OpenBLAS and ACL are libraries for different things, there is however some overlapping like their corresponding implementations of GEMM. You could use ACL's GEMM in OpenBLAS which would in turn speedup numpy. Is GEMM the bottleneck in your use case? Have you done some profiling?
For my use case, DGEMM is the bottleneck.
Would you be able to share any references (if any) for using ACL's GEMM?
ACL has the operator GEMM but there is no support for
double
so it won't be possible to use it to replace the existing dgemm implementation in OpenBLAS.

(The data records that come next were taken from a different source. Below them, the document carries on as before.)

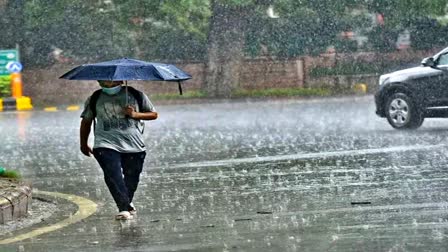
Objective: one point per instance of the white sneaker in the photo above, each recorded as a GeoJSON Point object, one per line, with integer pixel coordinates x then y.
{"type": "Point", "coordinates": [133, 211]}
{"type": "Point", "coordinates": [124, 215]}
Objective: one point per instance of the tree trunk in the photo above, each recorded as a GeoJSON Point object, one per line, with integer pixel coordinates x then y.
{"type": "Point", "coordinates": [225, 50]}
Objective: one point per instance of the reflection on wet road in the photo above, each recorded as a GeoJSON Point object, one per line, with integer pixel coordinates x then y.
{"type": "Point", "coordinates": [263, 176]}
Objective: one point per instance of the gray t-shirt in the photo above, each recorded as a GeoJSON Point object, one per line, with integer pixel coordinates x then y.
{"type": "Point", "coordinates": [113, 129]}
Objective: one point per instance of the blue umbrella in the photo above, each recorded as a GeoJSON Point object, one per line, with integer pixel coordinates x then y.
{"type": "Point", "coordinates": [127, 69]}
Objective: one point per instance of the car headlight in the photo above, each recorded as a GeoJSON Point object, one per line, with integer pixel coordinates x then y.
{"type": "Point", "coordinates": [383, 79]}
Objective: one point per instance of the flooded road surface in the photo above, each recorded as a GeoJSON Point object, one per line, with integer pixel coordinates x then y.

Oh! okay. Are there any plans of implementing dgemm
in ACL?
ACL has a single precision implentation of GEMM, so it should be possible to use ACL's GEMM to replace the existing implementation of sgemm in OpenBLAS
Yes! I was thinking of the same.
This information helps.
Thanks
Would you be able to share any references (if any) for using ACL's GEMM?
We have an example that demonstrates how to use the function NEGEMM
, please see:
https://github.com/ARM-software/ComputeLibrary/blob/main/examples/neon_sgemm.cpp
Oh! okay. Are there any plans of implementing dgemm in ACL?
No, support for the data type double
is not in the library roadmap.
Hope this helps.
Hi @shashank-fujitsu,
If you're looking for an AArch64 optimised DGEMM implementation, and the BLAS interface suits your needs, then you might also want to look at Arm Performance Libraries. It's a free download for Linux, and now MacOS - https://developer.arm.com/downloads/-/arm-performance-libraries
Hi @morgolock,
Thanks for the answer, this helps!.
Hi @nSircombe,
I have tried using ArmPL, but the performance for scikit-learn algorithms was better while using OpenBLAS than compared to ArmPL.
I have tested on Graviton3 from AWS which has support to SVE 256bit.